Part VI is a collection of important documents related to Kosovo which are in their own right deserving of publication. They include the current but dated United Nations Convention on the Prevention and Punishment of the Crime of Genocide. Stemming from World War II experience, it may or may not cover the issue of ethnic cleansing. Also available are Security Council Resolutions 1160 and 1199 adopted in 1998; the interim Agreement for Peace and Self-Government in Kosovo of February 1999; the proposal of the Parliament of Serbia for Self-Governance in Kosovo of Match 1999; the Military Technical Agreement of June 1999 between the KFOR troops and the Governments of FRY and Serbia; and Security Council Resolution 1244, adopted in June 1999.

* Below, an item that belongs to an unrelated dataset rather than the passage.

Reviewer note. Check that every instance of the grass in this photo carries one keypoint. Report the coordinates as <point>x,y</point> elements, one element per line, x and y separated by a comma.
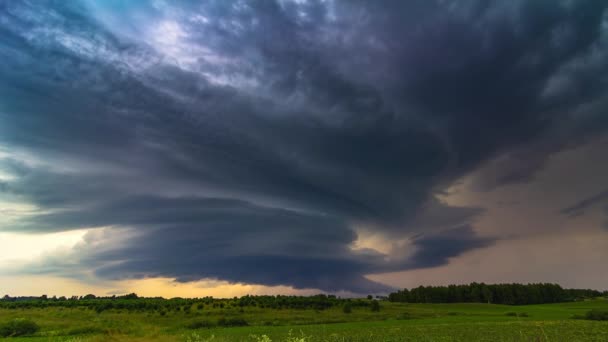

Kosovo offers a warning that (1) ethnic disharmony and strife exist or can be stirred up in many places; (2) that ruthless would-be leaders can exploit ethnic issues for their own gain; and (3) that regimes, drawing on the ethnic conflict, can commit the most brutal human rights abuses, unless somehow checked. The dilemmas of whether and how to intervene will therefore confront outsiders, including international bodies, regional alliances, national governments or individuals. Though the results of recent interventions in Bosnia-Hercegovina and Kosovo are not yet known and the work of the international protectorate in Kosovo is ongoing, the issue of intervention cannot be left to leisurely study . Even as this review is being written, some ethnic conflicts are brewing while others have already erupted. It is vital that the complexities and contradictions of what we know of ethnic conflict and intervention not be lost sight of, but be taken into account in deciding on appropriate action. The Kosovo experience and the two works under review here will be helpful to that end.